The album cover depicts a golden Jesus crucified on a cross of dollar bills, with a background of a shiny metal material. The band released the record internationally in 1981 on their own Alternative Tentacles label, in partnership with various other independent record labels in North America, Europe, Australia and New Zealand. The original vinyl version's A-side comprised tracks 1–5, and Side B tracks 6–8.

The original cassette version compiled all 8 songs on Side A and left Side B intentionally devoid of any sound.

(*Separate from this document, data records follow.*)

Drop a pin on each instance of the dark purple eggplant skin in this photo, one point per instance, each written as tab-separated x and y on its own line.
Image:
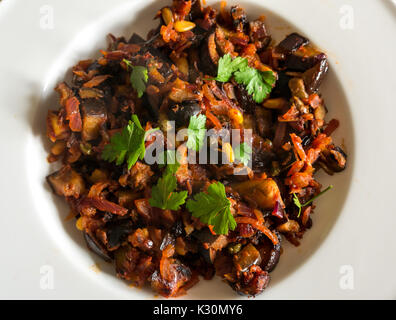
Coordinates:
313	77
181	113
291	43
96	247
244	99
117	232
281	88
207	65
239	16
301	64
271	255
136	39
196	10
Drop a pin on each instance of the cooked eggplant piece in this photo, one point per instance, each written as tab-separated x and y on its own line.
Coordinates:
94	115
269	253
66	182
291	43
244	99
173	276
297	88
196	10
56	128
239	18
136	39
281	88
335	159
117	232
210	243
251	282
258	34
313	77
181	113
264	192
87	93
301	63
96	247
247	257
209	55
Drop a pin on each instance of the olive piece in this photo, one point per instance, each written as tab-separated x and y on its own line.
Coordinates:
181	113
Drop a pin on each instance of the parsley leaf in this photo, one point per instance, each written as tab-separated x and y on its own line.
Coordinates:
196	132
298	203
227	66
213	208
243	153
138	78
127	144
163	194
258	83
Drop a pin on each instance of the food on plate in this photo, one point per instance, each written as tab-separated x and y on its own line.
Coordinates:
167	223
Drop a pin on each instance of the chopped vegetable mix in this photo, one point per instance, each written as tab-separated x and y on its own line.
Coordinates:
145	135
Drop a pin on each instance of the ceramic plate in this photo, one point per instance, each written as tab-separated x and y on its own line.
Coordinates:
350	252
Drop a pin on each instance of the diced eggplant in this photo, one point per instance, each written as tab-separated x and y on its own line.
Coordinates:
247	257
301	63
251	282
152	100
97	247
181	113
56	129
136	39
171	278
264	192
258	34
117	232
87	93
66	182
239	18
209	55
269	253
210	243
199	36
244	99
335	159
291	43
94	115
196	10
281	88
313	77
297	88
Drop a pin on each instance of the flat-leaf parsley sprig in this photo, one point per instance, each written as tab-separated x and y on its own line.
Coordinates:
127	144
258	83
213	208
163	194
196	132
299	205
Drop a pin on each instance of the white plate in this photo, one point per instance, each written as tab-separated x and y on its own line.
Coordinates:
351	250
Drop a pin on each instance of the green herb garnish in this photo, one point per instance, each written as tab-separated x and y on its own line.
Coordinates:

Printed on the cassette's second side was the explanation, "Home taping is killing record industry profits! We left this side blank so you can help."

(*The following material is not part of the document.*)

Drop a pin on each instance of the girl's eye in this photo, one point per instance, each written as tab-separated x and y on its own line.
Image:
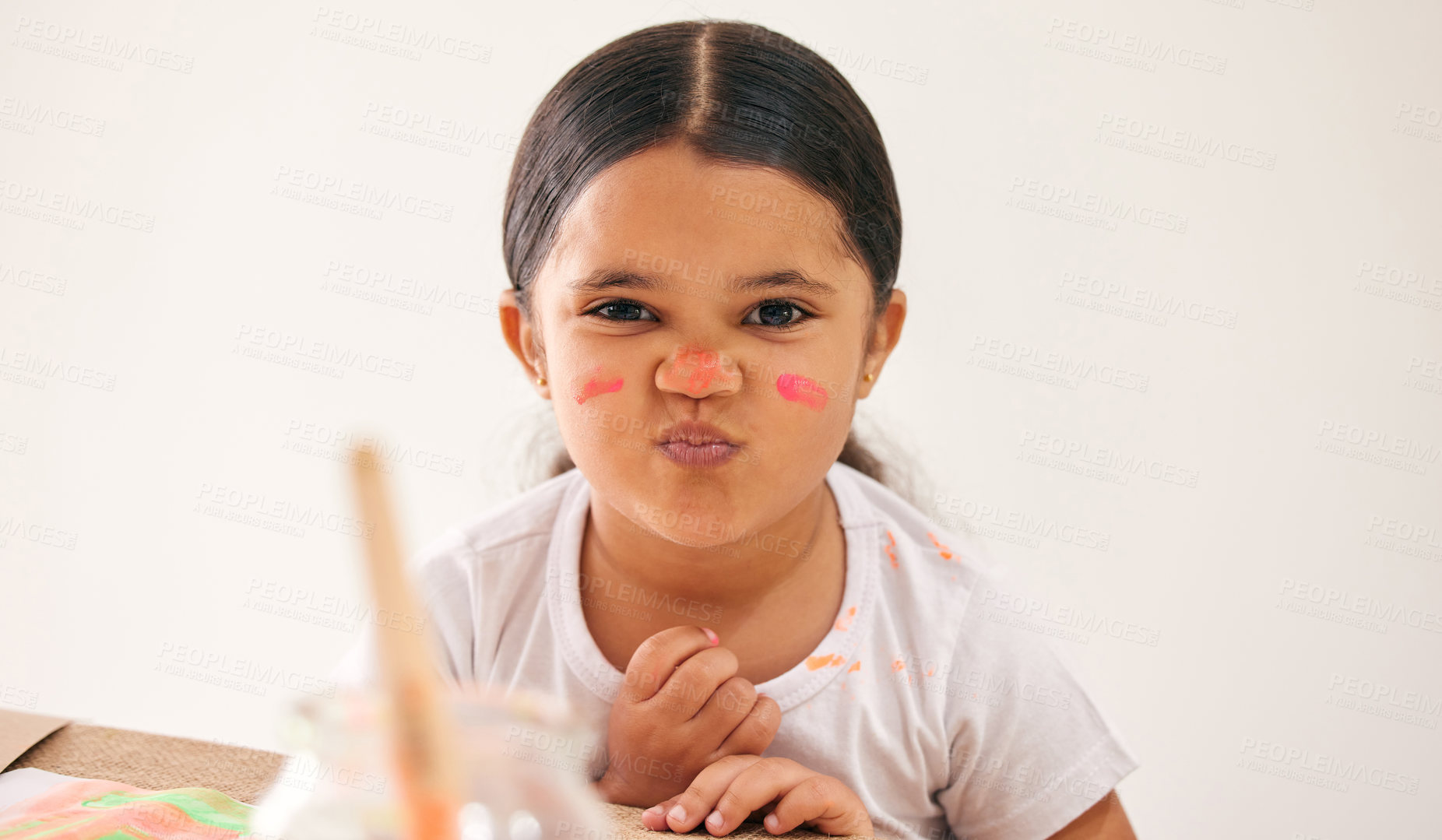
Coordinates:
773	313
629	311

In God We Trust, Inc. first appeared on compact disc in 1985 as bonus material added to the Dead Kennedys' 1982 LP Plastic Surgery Disasters.

==Track listing==

Side A
| No. | Title | Writer(s) | Length |
|---|---|---|---|
| 1. | "Religious Vomit" | 6025 | 1:04 |
| 2. | "Moral Majority" |  | 1:55 |
| 3. | "Hyperactive Child" |  | 0:37 |
| 4. | "Kepone Factory" |  | 1:18 |
| 5. | "Dog Bite" | Klaus Flouride | 1:13 |

Side B
| No. | Title | Writer(s) | Length |
|---|---|---|---|
| 6. | "Nazi Punks Fuck Off" |  | 1:03 |
| 7. | "We've Got a Bigger Problem Now" | Biafra, John Greenway, East Bay Ray, Flouride, D. H. Peligro | 4:29 |
| 8. | "Rawhide" | Ned Washington and Dimitri Tiomkin | 2:11 |
| Total length: |  |  | 13:54 |

==Personnel==
- Dead Kennedys
- Jello Biafra – lead vocals, artwork
- East Bay Ray – guitar, backing vocals on "Moral Majority", producer
- Klaus Flouride – bass, backing vocals
- D. H. Peligro – drums
- Additional performers
- Ninotchka (Therese Soder) – backing vocals on "Moral Majority"
- Annette Olesen – backing vocals on "Moral Majority"
- HyJean – backing vocals on "Moral Majority"
- Darvon – backing vocals on "Moral Majority"
- Siobhan – backing vocals on "Moral Majority"
- Production
- Norm – producer, mixer
- Oliver Dicicco – engineer
- Annette Olesen – 2nd engineer
- Winston Smith – artwork

==Charts==

| Chart (1982) | Peak position |
|---|---|
| New Zealand Albums (RMNZ) | 23 |
| UK Independent Albums (OCC) | 3 |

==Certifications==

| Region | Certification | Certified units/sales |
| United Kingdom (BPI) | Gold | 100,000^{^} |
^{^} Shipments figures based on certification alone.